Nvidia Officially Unveils the Shield Tablet and Shield Controller

Design and Features

The Shield Tablet comes with an 8-inch IPS screen with a resolution of 1920 x 1200 (283 PPI), which will support full HD video. Nvidia chose a one-size-fits-all design that seeks to balance usability and portability, unlike consumer products powerhouse Samsung, which seems to have as many tablet SKUs as Tegra K1 has CUDA cores. While there’s bound to be some disagreement over Nvidia’s choice of screen size, I think it’s a reasonable compromise. Using a larger screen erodes Nvidia’s “play games anywhere” philosophy, and would be redundant when using it in Console Mode hooked up to a big-screen TV. The 16:10 aspect ratio also works better for general tablet use, particularly in portrait mode, than the 16:9 form factor that has come to dominate desktop monitors.

The screen is flanked by pair of front-facing stereo speakers, a carry-over from the Tegra Note 7 and a feature I wish more tablets would incorporate. Sound is further enhanced by a pair of separate bass reflex ports.

There’s also a pair of cameras on the Shield Tablet. The rear camera has a 5 MP sensor with HDR and auto-focus. The front camera is also 5 MP with HDR, but is fixed focus.

The overall design of the Shield Tablet draws heavily from the Tegra Note 7, looking nearly identical from the front. Constructed from plastic, it has a nicely understated, all matte black appearance. Ditching the stippled back of the Tegra Note 7, the new tablet adopts a simpler look similar to the Nexus 7, but with a slightly recessed, gloss black “SHIELD” branding.

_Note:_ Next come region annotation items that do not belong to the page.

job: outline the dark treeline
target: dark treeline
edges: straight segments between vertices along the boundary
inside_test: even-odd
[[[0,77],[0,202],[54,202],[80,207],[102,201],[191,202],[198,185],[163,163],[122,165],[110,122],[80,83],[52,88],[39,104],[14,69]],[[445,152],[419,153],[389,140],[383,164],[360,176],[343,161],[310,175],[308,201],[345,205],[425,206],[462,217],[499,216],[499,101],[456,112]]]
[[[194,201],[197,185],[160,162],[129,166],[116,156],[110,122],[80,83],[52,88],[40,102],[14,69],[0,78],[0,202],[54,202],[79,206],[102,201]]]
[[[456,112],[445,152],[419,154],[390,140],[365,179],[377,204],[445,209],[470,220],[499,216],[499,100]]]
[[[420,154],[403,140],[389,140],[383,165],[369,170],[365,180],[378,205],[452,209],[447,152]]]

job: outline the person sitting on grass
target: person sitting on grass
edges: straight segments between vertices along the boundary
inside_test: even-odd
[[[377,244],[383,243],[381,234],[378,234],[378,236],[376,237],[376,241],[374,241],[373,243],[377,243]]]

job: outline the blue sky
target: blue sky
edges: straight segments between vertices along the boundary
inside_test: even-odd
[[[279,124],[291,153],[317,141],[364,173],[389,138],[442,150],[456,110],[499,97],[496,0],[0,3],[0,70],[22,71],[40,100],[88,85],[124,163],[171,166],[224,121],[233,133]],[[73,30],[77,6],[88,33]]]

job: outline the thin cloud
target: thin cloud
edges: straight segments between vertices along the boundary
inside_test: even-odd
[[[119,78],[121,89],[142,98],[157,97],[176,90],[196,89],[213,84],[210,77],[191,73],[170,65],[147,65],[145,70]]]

The power button is located on the top, right side when held in portrait mode, with the volume rocker directly below. There’s also a covered microSD slot situated below the volume rocker. The bottom, right corner has a port for securely storing the stylus.

All of the remaining ports reside along the top edge, including microUSB 2.0, MiniHDMI 1.4a, and a headphone jack.

Wireless connectivity includes 802.11a/b/g/n (2x2 MIMO) Wi-Fi and Bluetooth 4.0 LE. It would be nice to see 802.11ac support, but apparently Nvidia feels it can get enough bandwidth via 802.11n.

The LTE version of the Shield Tablet uses Nvidia’s Icera i500 Soft Modem, which includes eight programmable cores running up to 1.3GHz. These specialized DSP cores are paired with a separate RF transceiver chip. Icera supports GSM/GPRS/EDGE, HSPA+ (42 Mbps), and LTE Category 3 (100 Mbps). Since the modem is handled in software, it can be upgraded to support additional standards. Nvidia’s documentation states that the Icera i500 is capable of supporting LTE Category 4 (150 Mbps) with Carrier Aggregation and HSPA+ (84 Mbps), although it’s unclear if the Shield Tablet supports the faster speeds.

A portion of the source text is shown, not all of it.